# Taking Infant Car Seat on-board with Ryanair



## eggerb (21 Aug 2008)

My wife and I are flying Ryanair with our baby over the next few weeks and are debating on whether we should take the infant car seat with us. 

The Ryanair terms states that "one fully collapsible pushchair per child may be carried free of charge. Additional infant equipment is charged at separate fee per item/per one way flight. Additional infant equipment such as car/booster seats and travel cots may be carried in addition to your personal checked baggage allowance.". 

We have two definite options and a third I'm considering. Our options:

(a) Take our complete pram (chassis + cot) & check-in our car seat for an extra cost. We don't wont to do this as we feel the car seat will just get bashed around. Also, the extra cost is €20 per segment I think.

(b) Take our complete pram (chassis + cot) and rent a car seat with the car rental company.

(c) Take the car seat and fix it to the chassis and try to pass this off as the ""one fully collapsible pushchair [that] may be carried free of charge".

Will this wash to Ryanair or will the tell me the car seat is not collapasible? In fact, it will take up less space than the cost which goes on the top of the chassis otherwise as the child is still not big enough for a buggy.


----------



## mary harris (29 Sep 2008)

hi, think it might be better to take the cecond option. most car rental companies will accomadate the provision of car seats. just be sure to check that it is installed correctly.


----------



## j26 (29 Sep 2008)

Agreed.  Get a rental seat and check it's put in properly.
All you're doing is giving yourself extra hassle and cost.  You've enough stuff to carry as it is.


----------



## z105 (30 Sep 2008)

> Get a rental seat and check it's put in properly.



You will have to do this yourself as I've yet to come across a car hire company that will fit a car seat for you - insurance reasons apparentely


----------



## Carpenter (30 Sep 2008)

I've brought my young children on foreign holidays since they were very small babies and I wouldn't contemplate bringing a car seat or booster- there's too much else to carry and the seat will most likely be damaged in the process anyway.  Car rental companies charge between €6 and €10 per child seat per rental period and it saves a lot of bother.  I'd be reluctant enough about bringing a very fancy/ expensive buggy either, it'll be squashed in the cargo hold, thrown around on the conveyor etc!


----------



## Complainer (30 Sep 2008)

Carpenter said:


> ICar rental companies charge between €6 and €10 per child seat per rental period and it saves a lot of bother.


Isn't it usually a per-day charge? If you are going for a couple of weeks, it is cheaper to buy a spare car seat and bring it with you.


----------



## eggerb (30 Sep 2008)

Went for option (c) in the end - (take the car seat and fix it to the chassis and try to pass this off as the ""one fully collapsible pushchair [that] may be carried free of charge") - got away with it but it's only an option whilst she's in the infant seat.

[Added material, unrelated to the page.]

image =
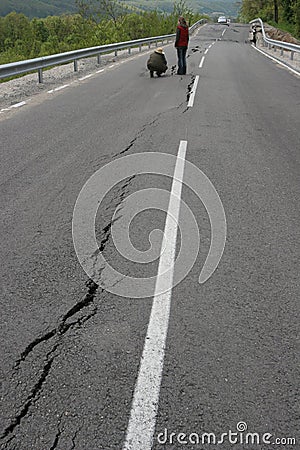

Also got away with taking the seat on board and put it into the overheads so it wasn't mishandled. Wouldn't bank on getting it on board again though. One of the crew almost made a bit of a fuss about taking it on board.

On a second trip recently, rented a seat and wasn't impressed with the standard of the seat. The car rental company told me there was nothing else available.


----------